Thirty or so of those pieces are included in an exhibition opening today at the Jane Deering Gallery in Santa Barbara. Titled "The Zodiac of Wit: Peter Meller and the Graphic Imagination," it is part of a larger show of Meller's work currently on display in UCSB's Art, Design & Architecture Museum.
"He used to doodle during staff meetings," recalled Robert Williams, a professor in UCSB's Department of History of Art and Architecture, curator of both exhibitions, and author of a corresponding book about his former colleague. "I knew he was an active artist on the side, but I had no idea to what degree."
When Meller died, Williams was asked to write an obituary, and he visited the home Meller shared with his daughter, Judit, and her husband, John Moore, a UCSB professor emeritus of political science. "They brought out a small box of drawings," Williams recalled. "Then they took me into one room where boxes were stacked floor to ceiling, and then to the garage, and then to a storage shed in the backyard." Williams estimates the boxes contained more than 100,000 pieces of paper and other objects. "Some are duplicates, but even so, they represent an extraordinarily prolific output," he said.
Born in Budapest in 1923 to a Jewish father and a Catholic mother, Meller grew up in privileged circumstances. His father was an architect and acquainted with several leading artists in the city, and his uncle was an art historian who served as director of prints and drawings at Budapest's Museum of Fine Arts.
Meller, who excelled in Greek and Latin, attended the University of Budapest, where he studied classical literature and art history. Despite the rise of the Hungarian Fascist Party in the late 1930's –– as well as the imminence of World War II –– Meller was able to continue his education. That changed in 1944, however, and Meller and his family were forced into hiding. "His immediate family managed to survive, but many members of his father's extended family were lost," Williams noted.
After the war, Meller completed his education and began his career as a professor and as curator at the Budapest Museum of Fine Art. He also got married and started a family. When the Hungarian Revolution began in the mid-1950's, Meller took his wife and daughter and fled the country. "It was a snowy January night in 1957, and Judit remembered hiding in ditches while search parties came through with flashlights," Williams said.
Meller came to UCSB as a visiting professor in 1968, and remained a faculty member in the art history department until his retirement in 1994.
Like many graphic artists, he worked mostly on a small scale, but he developed unusual techniques of his own. Many of his prints were made with a photocopy machine, and he sometimes enhanced the images using common correction fluid. There is an ironic humor also in his use of rubber stamps that he carved himself. "He had a playful attitude toward print technology," explained Williams. "Instead of engravings or etchings, he did Xeroxing. He'd make a drawing, photocopy it, and then if he wanted to rework it, he'd add details and enhancements. He must have chuckled to himself –– here he is with this classical training, and he's using a Xerox machine."

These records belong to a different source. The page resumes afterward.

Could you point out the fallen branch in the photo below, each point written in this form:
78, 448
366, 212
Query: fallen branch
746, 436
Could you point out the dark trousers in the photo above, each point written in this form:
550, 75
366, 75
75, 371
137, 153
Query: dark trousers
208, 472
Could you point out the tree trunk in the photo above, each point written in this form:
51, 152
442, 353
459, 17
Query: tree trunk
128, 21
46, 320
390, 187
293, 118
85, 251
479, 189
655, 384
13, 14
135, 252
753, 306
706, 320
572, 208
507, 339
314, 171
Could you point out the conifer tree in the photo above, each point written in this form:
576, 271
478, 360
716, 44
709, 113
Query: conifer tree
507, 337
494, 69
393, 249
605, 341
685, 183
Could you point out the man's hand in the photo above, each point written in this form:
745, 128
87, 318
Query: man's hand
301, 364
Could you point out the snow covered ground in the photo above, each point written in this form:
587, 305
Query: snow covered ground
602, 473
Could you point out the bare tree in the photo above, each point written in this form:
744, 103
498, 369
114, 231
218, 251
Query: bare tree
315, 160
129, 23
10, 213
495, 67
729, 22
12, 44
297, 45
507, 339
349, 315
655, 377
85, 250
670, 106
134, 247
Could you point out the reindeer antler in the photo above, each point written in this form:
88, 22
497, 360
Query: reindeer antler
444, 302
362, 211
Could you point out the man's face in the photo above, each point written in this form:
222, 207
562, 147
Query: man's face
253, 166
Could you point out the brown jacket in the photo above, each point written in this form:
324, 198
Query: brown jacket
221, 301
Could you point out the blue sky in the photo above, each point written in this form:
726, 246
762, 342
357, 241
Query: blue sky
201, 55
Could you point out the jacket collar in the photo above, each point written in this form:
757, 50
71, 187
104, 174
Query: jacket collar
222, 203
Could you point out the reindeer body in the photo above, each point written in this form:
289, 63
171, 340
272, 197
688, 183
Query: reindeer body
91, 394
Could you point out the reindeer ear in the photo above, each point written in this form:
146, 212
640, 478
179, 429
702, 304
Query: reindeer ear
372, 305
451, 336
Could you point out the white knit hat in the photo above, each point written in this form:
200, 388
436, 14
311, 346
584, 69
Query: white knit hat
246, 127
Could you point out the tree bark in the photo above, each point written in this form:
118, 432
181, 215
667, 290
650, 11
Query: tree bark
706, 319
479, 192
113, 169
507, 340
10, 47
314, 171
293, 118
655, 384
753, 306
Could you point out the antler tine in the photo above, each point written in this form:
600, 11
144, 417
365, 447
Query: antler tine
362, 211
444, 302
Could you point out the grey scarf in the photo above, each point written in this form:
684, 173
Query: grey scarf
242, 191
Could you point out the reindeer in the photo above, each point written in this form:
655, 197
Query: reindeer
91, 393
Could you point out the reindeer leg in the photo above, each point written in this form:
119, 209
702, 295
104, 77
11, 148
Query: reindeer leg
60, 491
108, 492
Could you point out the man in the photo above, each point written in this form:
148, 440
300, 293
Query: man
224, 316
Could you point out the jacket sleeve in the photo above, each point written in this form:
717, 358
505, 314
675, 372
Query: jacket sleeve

Meller used the same technique with pen and ink drawings, which he photocopied and embellished with a pencil, Magic Marker, correction fluid, or any other medium that allowed him to create the desired effect. "He used Wite-Out to correct, but also as a painting medium," said Williams.
Meller's original designs, which were often modern takes on classical themes, were points of departure for a series of ideas, Williams continued. "That's what makes his working process so amazing and interesting."
The exhibition continues at the Jane Deering Gallery through September 29 and at UCSB through September 16. The Jane Deering Gallery is located at 128 E. Canon Perdido St.